Monday, September 28, 2015

Is Your Child a Single Sport Athlete?

Recently, there’s been a lot of talk about the importance of kids engaging in more than just one sport. There was even a claim recently, by Ohio State’s football coach, Urban Meyer, explaining that the vast majority of recruits were multi-sport, not one-sport athletes.

While multi-sport athletes are on the decline, with more and more parents preferring to have their kids specialize in one sport only, believing that specialization will yield success, statistics have  
shown, time and time again and across a wide range of sports, that multi-sport athletes tend to have more professional success.

There are many reasons why kids are choosing to specialize in just one sport these days.
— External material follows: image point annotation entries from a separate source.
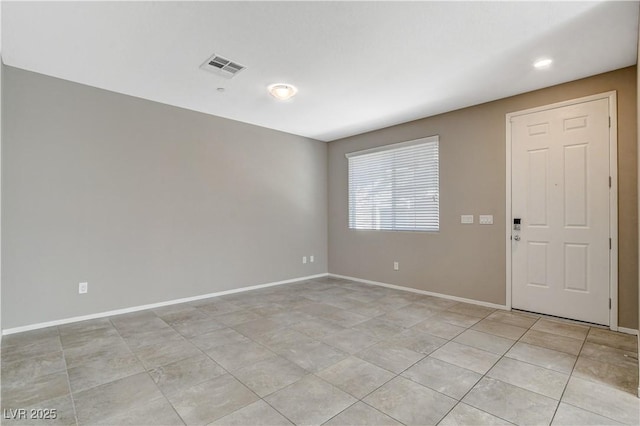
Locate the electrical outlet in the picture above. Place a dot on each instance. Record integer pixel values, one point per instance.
(486, 219)
(466, 218)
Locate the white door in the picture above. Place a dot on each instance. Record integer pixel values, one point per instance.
(560, 191)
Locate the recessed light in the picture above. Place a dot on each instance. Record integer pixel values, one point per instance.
(543, 63)
(282, 91)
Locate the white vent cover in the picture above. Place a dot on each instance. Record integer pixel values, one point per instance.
(222, 66)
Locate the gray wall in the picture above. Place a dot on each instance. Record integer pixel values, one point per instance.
(469, 260)
(146, 202)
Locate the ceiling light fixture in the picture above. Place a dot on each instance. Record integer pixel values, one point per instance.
(542, 63)
(282, 92)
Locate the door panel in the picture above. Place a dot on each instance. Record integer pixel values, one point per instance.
(560, 190)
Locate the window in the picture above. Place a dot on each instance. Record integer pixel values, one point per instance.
(395, 187)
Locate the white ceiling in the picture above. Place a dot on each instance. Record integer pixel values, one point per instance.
(359, 66)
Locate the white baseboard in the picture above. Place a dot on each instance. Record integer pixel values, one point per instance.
(427, 293)
(153, 305)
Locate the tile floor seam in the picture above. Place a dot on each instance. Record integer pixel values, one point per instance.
(386, 414)
(66, 369)
(146, 371)
(567, 384)
(337, 290)
(460, 401)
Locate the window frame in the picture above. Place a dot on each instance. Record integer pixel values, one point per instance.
(351, 225)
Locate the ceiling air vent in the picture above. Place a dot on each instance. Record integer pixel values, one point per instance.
(222, 66)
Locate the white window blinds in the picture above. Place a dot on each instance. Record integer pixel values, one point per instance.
(395, 187)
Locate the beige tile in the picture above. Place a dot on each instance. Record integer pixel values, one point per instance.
(603, 400)
(211, 400)
(314, 356)
(561, 328)
(361, 414)
(511, 403)
(471, 310)
(609, 354)
(156, 412)
(378, 328)
(514, 318)
(466, 415)
(409, 316)
(25, 393)
(355, 376)
(350, 340)
(235, 356)
(103, 370)
(487, 342)
(28, 349)
(410, 403)
(310, 401)
(269, 375)
(257, 414)
(115, 398)
(531, 377)
(553, 341)
(238, 317)
(178, 376)
(43, 336)
(625, 342)
(542, 357)
(456, 318)
(166, 352)
(417, 341)
(30, 368)
(438, 329)
(621, 377)
(253, 329)
(317, 328)
(56, 411)
(390, 357)
(466, 357)
(568, 415)
(443, 377)
(222, 337)
(284, 338)
(500, 329)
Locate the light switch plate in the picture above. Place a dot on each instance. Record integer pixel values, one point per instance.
(486, 219)
(466, 218)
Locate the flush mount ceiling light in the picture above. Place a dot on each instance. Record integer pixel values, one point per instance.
(542, 63)
(282, 92)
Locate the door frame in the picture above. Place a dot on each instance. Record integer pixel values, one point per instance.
(613, 195)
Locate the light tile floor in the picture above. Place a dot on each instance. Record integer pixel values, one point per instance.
(324, 351)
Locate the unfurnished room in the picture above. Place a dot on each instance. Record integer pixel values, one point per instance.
(319, 213)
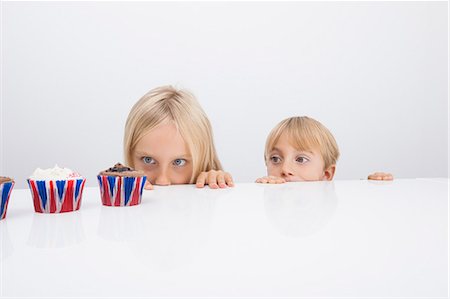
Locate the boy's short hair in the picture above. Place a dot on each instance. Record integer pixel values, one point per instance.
(305, 133)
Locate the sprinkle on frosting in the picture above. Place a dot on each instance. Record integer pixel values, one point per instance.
(121, 170)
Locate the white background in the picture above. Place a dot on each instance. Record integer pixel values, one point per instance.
(374, 73)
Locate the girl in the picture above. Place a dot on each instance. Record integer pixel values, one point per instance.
(169, 137)
(302, 149)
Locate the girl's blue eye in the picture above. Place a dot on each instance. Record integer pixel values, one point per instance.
(275, 159)
(148, 160)
(179, 162)
(302, 160)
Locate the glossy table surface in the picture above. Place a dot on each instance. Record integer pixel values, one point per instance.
(321, 239)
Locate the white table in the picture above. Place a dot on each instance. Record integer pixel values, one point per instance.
(336, 239)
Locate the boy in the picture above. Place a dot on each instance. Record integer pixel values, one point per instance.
(302, 149)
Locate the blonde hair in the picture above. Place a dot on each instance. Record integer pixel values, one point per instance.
(180, 106)
(305, 134)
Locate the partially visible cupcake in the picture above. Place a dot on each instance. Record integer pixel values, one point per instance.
(6, 186)
(121, 186)
(56, 190)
Some of it has to do with the high cost of playing sports; many parents can’t afford more than one set of equipment and uniforms! Also, coaches today, even youth coaches, can be quite demanding of their players, leaving little time for much else. Plus, many kids desperately want athletic scholarships and thus work their hardest at being the best they can at a particular sport.
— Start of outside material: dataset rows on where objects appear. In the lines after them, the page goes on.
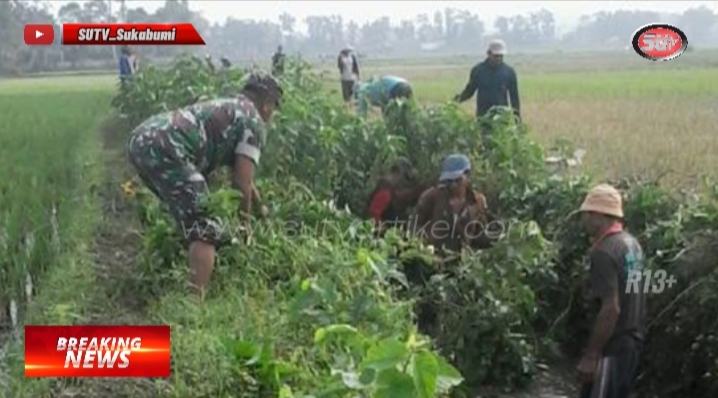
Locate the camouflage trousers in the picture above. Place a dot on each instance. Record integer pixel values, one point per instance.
(166, 171)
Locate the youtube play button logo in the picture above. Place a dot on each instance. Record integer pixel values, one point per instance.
(39, 35)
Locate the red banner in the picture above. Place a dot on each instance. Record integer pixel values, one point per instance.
(97, 351)
(130, 34)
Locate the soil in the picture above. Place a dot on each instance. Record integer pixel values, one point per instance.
(115, 249)
(555, 381)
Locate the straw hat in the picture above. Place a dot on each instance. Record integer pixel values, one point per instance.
(603, 199)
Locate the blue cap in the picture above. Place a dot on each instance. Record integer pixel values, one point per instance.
(453, 167)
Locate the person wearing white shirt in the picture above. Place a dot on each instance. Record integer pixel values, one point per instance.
(349, 72)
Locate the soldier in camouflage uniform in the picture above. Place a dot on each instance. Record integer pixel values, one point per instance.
(173, 152)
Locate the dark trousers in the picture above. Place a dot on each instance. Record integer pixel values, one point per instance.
(347, 90)
(617, 370)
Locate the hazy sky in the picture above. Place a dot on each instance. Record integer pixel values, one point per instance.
(567, 13)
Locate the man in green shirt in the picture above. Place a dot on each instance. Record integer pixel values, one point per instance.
(380, 92)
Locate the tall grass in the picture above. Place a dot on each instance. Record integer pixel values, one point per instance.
(46, 148)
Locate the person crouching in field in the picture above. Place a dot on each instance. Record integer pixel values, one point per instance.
(394, 194)
(609, 364)
(173, 152)
(448, 216)
(380, 92)
(452, 214)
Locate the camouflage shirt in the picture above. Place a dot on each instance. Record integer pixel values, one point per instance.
(208, 134)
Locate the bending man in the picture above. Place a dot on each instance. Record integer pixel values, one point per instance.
(173, 152)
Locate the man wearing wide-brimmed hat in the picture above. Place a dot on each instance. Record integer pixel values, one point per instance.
(609, 363)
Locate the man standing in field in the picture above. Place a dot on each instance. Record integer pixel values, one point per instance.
(380, 92)
(348, 71)
(493, 81)
(128, 64)
(609, 364)
(173, 152)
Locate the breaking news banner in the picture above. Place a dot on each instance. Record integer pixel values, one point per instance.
(130, 34)
(97, 351)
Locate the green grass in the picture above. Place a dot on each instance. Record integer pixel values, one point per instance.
(48, 150)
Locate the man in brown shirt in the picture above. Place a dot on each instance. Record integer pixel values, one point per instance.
(610, 361)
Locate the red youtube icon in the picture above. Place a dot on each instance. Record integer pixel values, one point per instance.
(39, 35)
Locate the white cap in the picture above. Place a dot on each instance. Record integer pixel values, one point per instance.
(497, 47)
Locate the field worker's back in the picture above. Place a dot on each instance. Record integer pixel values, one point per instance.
(377, 93)
(206, 135)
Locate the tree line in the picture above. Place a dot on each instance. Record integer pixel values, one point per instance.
(448, 32)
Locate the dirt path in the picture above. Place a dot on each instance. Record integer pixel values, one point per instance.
(118, 240)
(557, 381)
(117, 243)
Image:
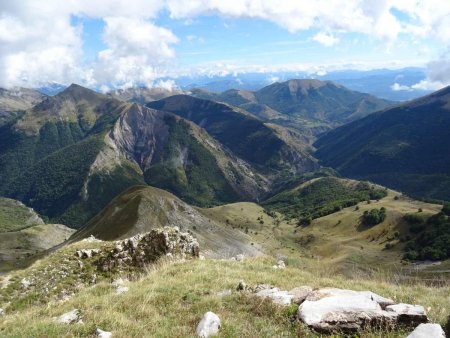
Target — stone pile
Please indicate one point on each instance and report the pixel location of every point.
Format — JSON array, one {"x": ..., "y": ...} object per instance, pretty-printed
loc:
[{"x": 141, "y": 250}]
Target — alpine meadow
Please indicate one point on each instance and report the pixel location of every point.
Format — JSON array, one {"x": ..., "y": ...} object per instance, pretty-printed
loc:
[{"x": 250, "y": 168}]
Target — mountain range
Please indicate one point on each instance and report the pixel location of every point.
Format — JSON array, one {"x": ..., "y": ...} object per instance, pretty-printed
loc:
[
  {"x": 301, "y": 104},
  {"x": 68, "y": 156},
  {"x": 404, "y": 147}
]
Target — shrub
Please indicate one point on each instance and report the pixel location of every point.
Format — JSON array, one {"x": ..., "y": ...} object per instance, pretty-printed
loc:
[{"x": 374, "y": 217}]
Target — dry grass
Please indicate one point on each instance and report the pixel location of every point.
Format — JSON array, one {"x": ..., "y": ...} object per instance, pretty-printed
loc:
[{"x": 170, "y": 299}]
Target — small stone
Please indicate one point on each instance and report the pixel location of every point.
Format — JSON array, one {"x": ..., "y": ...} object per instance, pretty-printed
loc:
[
  {"x": 299, "y": 294},
  {"x": 103, "y": 334},
  {"x": 240, "y": 258},
  {"x": 224, "y": 293},
  {"x": 278, "y": 296},
  {"x": 70, "y": 317},
  {"x": 260, "y": 287},
  {"x": 241, "y": 286},
  {"x": 122, "y": 289},
  {"x": 408, "y": 314},
  {"x": 118, "y": 282},
  {"x": 209, "y": 325},
  {"x": 25, "y": 283},
  {"x": 427, "y": 331}
]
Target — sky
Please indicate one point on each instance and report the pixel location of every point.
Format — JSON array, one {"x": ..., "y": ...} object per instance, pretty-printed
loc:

Sadly, though, the chances of getting a scholarship are slim, and they’re even slimmer among those who focus only on one sport! Coaches want kids who are very skilled, who are playing sports even in the off-season, and who have learned special skills and techniques from other sports disciplines.
There’s also a lower risk of overuse injuries among kids who play more than one sport, since they’re not working the same muscles all the time. Plus, these kids are more likely to actually enjoy the game and avoid burnout, which, in turn, makes them more likely to be athletes into adulthood.

Unfortunately, despite advice from the experts to play more than one sport, this trend of being a single-sport athlete doesn’t appear to be going away anytime soon. As a parent, though, you can make your child the exception, and he might just benefit big-time from it.